National Instruments (NI) is collaborating with the University of Edinburgh to dramatically improve indoor wireless communications capacity using optics.

Professor Harald Haas, chair of mobile communications at the University of Edinburgh, is a pioneer in visible-light communications and spatial modulation and has been working for years on a concept nicknamed LiFi that uses visible light communication over a single-channel, point-to-point link.
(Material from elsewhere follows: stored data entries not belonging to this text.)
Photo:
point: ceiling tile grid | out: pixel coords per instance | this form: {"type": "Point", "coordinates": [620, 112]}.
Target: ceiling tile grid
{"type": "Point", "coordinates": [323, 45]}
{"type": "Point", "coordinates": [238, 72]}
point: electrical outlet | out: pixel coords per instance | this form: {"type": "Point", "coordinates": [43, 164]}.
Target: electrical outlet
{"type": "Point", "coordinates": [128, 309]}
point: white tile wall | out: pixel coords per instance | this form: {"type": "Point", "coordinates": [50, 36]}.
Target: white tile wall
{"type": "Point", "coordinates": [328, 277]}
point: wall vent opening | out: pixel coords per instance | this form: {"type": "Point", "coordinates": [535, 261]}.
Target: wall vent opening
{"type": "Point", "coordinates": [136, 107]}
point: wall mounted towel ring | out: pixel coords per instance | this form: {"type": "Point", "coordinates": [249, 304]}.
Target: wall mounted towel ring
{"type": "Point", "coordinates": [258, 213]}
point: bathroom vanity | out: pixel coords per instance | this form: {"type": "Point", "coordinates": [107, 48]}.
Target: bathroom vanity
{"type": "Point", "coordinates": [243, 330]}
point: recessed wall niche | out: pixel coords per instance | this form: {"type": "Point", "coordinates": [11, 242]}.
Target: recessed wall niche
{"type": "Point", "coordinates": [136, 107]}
He and professor Cheng-Xiang Wang, head of the Advanced Wireless Technologies Lab at Heriot-Watt University, also recently used NI hardware and system design software to create the first working prototype showing spatial modulation techniques over a wireless radio frequency (RF) channel.

Haas now plans to combine these two technologies to create even higher-density optical wireless networks — called optical attocell networks — that will harness massive MIMO (multiple input, multiple output) gains in both the optical and RF domains for energy-efficient indoor wireless communications.

"We've known for a long time that decreasing cell size can significantly increase cellular capacity and user data rates, but it's not been clear how we could facilitate that given current spectrum, energy and interference limitations," Haas said. "RF wireless and optical wireless networks that work together using spatial modulation and massive MIMO approaches could allow us to effectively mitigate interference and significantly increase energy efficiency, coverage and capacity using existing infrastructure."

The Edinburgh team will use NI products to rapidly prototype a wireless test bed and build prototypes that operate beyond the rates of a commercial RF wireless system. The investigators recently achieved 3.5 Gb/s from a single-color LED, allowing them to create an ultrarealistic test bed. The advances are seen as a step toward fifth-generation (5G) wireless communications.